Ces formations peuvent aboutir à des perturbations dans le fonctionnement
de l'écosystème aquatique (colmatage des fonds, pétrification
de la végétation aquatique, édification de seuils
calcaires...). L'existence de ces dépôts est attribuée
en partie à une origine microbienne (cyanobactéries, algues,
bactéries...).
Des échantillons de concrétions calcaires en provenance
de différents milieux aquatiques continentaux (Seine, Epte, Levrière...)
ont été étudiés.
Le lien existant entre les concrétions et leur origine bactérienne
a été recherché à l'aide d'observations au
MEB et par la spectrophotométrie infrarouge à transformée
de Fourier (spectrophotométrie IRTF). Il a été ainsi
montré que ces concrétions ont une structure mixte : minérale
(carbonatée et silicatée) et organique (protéique
et polysaccharidique).
Des protéines de faible masse moléculaire ont été
extraites par déminéralisation de la masse organo-minérale.
Une approche originale de ce travail a été de tester l'effet
de ces protéines vis-à-vis de la précipitation du
CaCO3 dans un modèle physico-chimique in vitro.
Les protéines ont exprimé un très fort effet inhibiteur
vis-à-vis de la cristallisation du carbonate de calcium.
Deux souches bactériennes associées du genre Bacillus
ont été isolées à partir de ces concrétions.
Il s'agit d'un Bacillus cereus et d'un Bacillus licheniformis
qui, en culture, ont produit des cristaux de CaCO3, les bacilles
servent de nucléateurs pour la précipitation de ces cristaux.

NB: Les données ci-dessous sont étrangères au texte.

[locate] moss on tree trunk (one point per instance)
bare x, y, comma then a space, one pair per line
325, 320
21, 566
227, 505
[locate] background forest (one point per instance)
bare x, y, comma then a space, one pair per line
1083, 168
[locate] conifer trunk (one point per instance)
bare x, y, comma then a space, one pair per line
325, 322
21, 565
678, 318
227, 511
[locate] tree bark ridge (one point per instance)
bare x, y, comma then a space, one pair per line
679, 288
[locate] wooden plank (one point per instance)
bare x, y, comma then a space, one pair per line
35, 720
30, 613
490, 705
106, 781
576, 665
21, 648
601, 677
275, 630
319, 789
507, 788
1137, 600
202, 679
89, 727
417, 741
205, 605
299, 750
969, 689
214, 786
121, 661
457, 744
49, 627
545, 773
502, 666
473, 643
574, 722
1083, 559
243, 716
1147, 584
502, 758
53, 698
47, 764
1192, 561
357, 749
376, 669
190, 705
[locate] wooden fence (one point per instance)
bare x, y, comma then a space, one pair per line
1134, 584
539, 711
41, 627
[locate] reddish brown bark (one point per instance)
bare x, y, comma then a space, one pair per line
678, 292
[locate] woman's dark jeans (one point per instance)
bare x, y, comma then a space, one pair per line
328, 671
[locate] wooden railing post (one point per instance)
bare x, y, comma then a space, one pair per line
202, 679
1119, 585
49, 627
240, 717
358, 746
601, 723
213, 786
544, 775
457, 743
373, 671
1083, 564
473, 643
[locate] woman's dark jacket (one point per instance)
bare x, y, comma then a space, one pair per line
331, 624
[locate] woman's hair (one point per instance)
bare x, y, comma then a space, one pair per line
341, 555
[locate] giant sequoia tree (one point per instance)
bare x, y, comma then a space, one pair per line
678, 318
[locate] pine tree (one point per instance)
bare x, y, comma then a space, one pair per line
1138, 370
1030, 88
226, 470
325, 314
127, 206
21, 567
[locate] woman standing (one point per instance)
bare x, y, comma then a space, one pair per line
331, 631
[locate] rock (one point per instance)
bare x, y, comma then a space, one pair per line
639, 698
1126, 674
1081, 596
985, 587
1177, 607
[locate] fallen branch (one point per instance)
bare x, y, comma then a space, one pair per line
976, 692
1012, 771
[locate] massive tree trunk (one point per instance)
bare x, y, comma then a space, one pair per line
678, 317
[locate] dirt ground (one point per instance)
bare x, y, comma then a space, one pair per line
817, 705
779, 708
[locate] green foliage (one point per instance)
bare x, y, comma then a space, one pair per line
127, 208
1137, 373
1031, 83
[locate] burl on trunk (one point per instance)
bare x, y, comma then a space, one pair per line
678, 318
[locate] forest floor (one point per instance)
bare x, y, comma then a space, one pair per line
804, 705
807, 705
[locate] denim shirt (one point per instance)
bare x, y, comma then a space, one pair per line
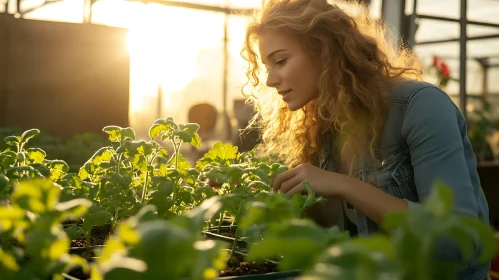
425, 139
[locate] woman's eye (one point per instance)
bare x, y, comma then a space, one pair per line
281, 61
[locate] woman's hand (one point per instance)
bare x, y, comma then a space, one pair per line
323, 182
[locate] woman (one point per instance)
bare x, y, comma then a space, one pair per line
352, 116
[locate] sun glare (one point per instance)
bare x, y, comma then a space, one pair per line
162, 51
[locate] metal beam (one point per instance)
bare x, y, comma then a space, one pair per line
45, 3
197, 6
458, 20
413, 25
484, 37
462, 58
392, 12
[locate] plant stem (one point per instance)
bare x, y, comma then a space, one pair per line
233, 247
144, 189
176, 146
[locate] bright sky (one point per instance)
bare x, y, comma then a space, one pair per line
190, 68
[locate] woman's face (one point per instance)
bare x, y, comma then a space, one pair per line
291, 71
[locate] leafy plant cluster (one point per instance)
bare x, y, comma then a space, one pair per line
159, 206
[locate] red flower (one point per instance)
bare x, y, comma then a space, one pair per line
435, 61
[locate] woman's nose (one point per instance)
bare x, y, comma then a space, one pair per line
272, 79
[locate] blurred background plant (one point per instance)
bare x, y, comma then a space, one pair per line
75, 151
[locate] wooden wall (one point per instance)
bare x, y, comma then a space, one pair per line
63, 78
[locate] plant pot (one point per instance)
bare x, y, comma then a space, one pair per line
281, 275
268, 270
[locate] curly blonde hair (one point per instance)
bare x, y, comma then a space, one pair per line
358, 64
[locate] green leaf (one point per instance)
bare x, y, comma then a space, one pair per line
73, 231
28, 134
127, 132
8, 261
161, 126
114, 133
219, 153
12, 140
74, 208
196, 140
264, 176
87, 225
101, 155
235, 173
8, 158
36, 155
4, 183
21, 157
204, 212
183, 164
184, 136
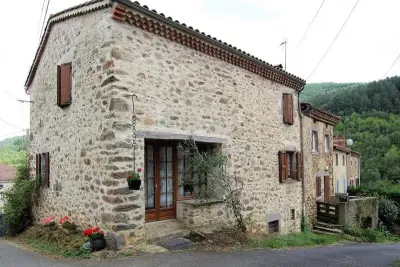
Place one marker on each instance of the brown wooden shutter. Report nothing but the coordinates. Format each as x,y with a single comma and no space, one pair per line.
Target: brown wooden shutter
299,166
282,166
64,84
318,187
47,169
288,108
37,165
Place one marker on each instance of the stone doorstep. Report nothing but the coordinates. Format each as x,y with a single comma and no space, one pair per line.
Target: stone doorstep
165,230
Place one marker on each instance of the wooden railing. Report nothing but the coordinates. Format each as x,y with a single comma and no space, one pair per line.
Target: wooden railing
328,213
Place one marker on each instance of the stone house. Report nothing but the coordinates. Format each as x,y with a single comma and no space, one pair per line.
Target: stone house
7,174
318,160
346,170
91,60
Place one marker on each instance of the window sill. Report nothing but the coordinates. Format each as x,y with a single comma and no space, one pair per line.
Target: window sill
195,202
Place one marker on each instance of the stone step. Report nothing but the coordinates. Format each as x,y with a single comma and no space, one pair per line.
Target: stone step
165,230
328,230
328,225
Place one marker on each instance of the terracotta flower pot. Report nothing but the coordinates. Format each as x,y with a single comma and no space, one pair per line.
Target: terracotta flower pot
135,184
97,243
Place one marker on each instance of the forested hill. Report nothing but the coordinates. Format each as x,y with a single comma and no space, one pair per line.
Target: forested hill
344,99
371,117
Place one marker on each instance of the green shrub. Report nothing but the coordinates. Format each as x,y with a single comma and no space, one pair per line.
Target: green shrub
388,211
18,201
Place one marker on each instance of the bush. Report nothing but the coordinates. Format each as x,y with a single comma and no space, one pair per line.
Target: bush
388,211
18,201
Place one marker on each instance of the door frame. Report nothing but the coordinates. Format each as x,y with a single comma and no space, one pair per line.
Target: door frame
158,213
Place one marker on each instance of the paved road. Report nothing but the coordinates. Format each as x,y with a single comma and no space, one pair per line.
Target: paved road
346,255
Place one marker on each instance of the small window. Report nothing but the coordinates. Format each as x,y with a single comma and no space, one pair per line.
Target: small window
43,168
314,141
326,142
273,227
289,165
287,108
64,84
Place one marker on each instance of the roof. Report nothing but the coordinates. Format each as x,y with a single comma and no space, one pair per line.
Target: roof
7,172
241,58
319,114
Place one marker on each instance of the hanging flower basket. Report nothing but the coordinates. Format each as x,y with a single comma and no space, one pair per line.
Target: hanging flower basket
133,179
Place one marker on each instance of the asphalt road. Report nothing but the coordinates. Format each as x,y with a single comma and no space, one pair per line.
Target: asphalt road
345,255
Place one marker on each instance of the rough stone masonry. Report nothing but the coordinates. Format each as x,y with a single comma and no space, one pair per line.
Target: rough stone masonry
180,91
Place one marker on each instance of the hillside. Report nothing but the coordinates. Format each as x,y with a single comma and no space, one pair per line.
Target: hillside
371,117
12,150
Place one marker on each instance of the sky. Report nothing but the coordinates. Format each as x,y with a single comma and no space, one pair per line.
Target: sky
365,49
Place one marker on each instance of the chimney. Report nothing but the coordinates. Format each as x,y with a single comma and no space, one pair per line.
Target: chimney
339,140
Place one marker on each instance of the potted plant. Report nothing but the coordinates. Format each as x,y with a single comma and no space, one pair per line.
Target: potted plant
133,179
96,238
67,226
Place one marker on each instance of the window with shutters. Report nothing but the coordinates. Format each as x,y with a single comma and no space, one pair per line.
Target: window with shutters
43,168
290,166
318,187
287,107
314,143
64,84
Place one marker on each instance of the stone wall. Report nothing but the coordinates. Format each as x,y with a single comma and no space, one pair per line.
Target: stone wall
316,164
180,91
339,171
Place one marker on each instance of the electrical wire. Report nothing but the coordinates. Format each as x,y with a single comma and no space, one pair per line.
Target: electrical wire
11,124
45,14
394,62
309,26
330,46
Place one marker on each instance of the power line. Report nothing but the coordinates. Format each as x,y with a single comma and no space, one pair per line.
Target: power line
312,21
45,14
341,28
394,62
40,19
11,124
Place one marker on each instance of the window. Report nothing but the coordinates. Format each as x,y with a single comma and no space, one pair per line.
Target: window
292,214
273,227
43,168
318,187
287,108
314,141
64,84
289,165
326,142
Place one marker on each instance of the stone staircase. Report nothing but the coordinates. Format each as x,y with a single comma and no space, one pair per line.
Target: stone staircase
326,228
160,231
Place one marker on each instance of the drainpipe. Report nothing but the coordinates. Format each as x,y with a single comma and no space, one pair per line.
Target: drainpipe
303,183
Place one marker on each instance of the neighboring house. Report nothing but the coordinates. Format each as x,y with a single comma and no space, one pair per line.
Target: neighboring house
90,61
7,174
346,168
318,156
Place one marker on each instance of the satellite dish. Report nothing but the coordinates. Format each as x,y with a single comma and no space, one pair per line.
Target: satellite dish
349,142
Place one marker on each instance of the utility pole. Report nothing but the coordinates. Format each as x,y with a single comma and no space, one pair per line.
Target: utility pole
284,43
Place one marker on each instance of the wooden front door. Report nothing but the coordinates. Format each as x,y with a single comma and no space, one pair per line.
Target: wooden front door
160,181
327,188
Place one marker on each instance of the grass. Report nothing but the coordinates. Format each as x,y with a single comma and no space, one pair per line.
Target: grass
52,249
304,239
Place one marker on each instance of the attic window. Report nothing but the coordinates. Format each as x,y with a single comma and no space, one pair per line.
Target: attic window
273,227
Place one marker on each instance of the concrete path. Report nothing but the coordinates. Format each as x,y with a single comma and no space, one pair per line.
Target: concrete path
345,255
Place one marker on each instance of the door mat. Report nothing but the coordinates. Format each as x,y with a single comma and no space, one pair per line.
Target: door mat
176,244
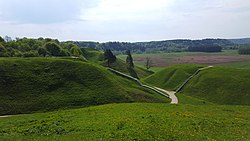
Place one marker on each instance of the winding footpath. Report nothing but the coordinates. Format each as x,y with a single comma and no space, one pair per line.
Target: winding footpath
169,94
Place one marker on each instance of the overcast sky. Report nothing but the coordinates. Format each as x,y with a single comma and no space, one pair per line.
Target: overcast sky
125,20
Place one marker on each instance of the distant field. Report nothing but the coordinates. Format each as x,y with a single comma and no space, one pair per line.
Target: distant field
168,59
221,85
138,121
172,77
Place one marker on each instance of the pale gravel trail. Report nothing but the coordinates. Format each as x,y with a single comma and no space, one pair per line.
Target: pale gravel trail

Il a été montré que le cycle de croissance d'une
bactérie calcifiante, dans un milieu propice à la cristallogenèse,
est relativement long (environ 5 jours) par rapport à une bactérie
classique
cultivée ordinairement et qu'il existe une relation entre la production
de cristaux et le cycle de croissance. Une autre originalité de
l'étude a été de démontrer grâce à
l'utilisation de la spectrophotométrie IRTF que ces bactéries
calcifiantes produisent des phases calciques transitoires (carbapatite
et vatérite) avant la production finale de calcite, thermodynamiquement
stable.
La spectrophotométrie IRTF, qui permet d'identifier les espèces
cristallines sur des microéchantillons, a permis d'établir
la chronologie d'apparition de ces phases minérales dès
les premières heures de culture. Des différences dans la
cinétique et dans l'abondance de la minéralisation entre
les cultures de Bacillus cereus seul et associé à
un Bacillus licheniformis ont été décelées.
Nous avons montré que l'association bactérienne Bacillus
cereus et Bacillus licheniformis est capable de stabiliser,
pendant un mois, la vatérite, phase minérale calcique réputée
thermodynamiquement instable qui se convertit habituellement en calcite
au bout de quelques heures seulement.
Les résultats confirment la forte interaction des macromolécules
organiques bactériennes, en particulier les protéines, avec
le carbonate de calcium suggérant ainsi leur implication dans les
processus de précipitation cristalline.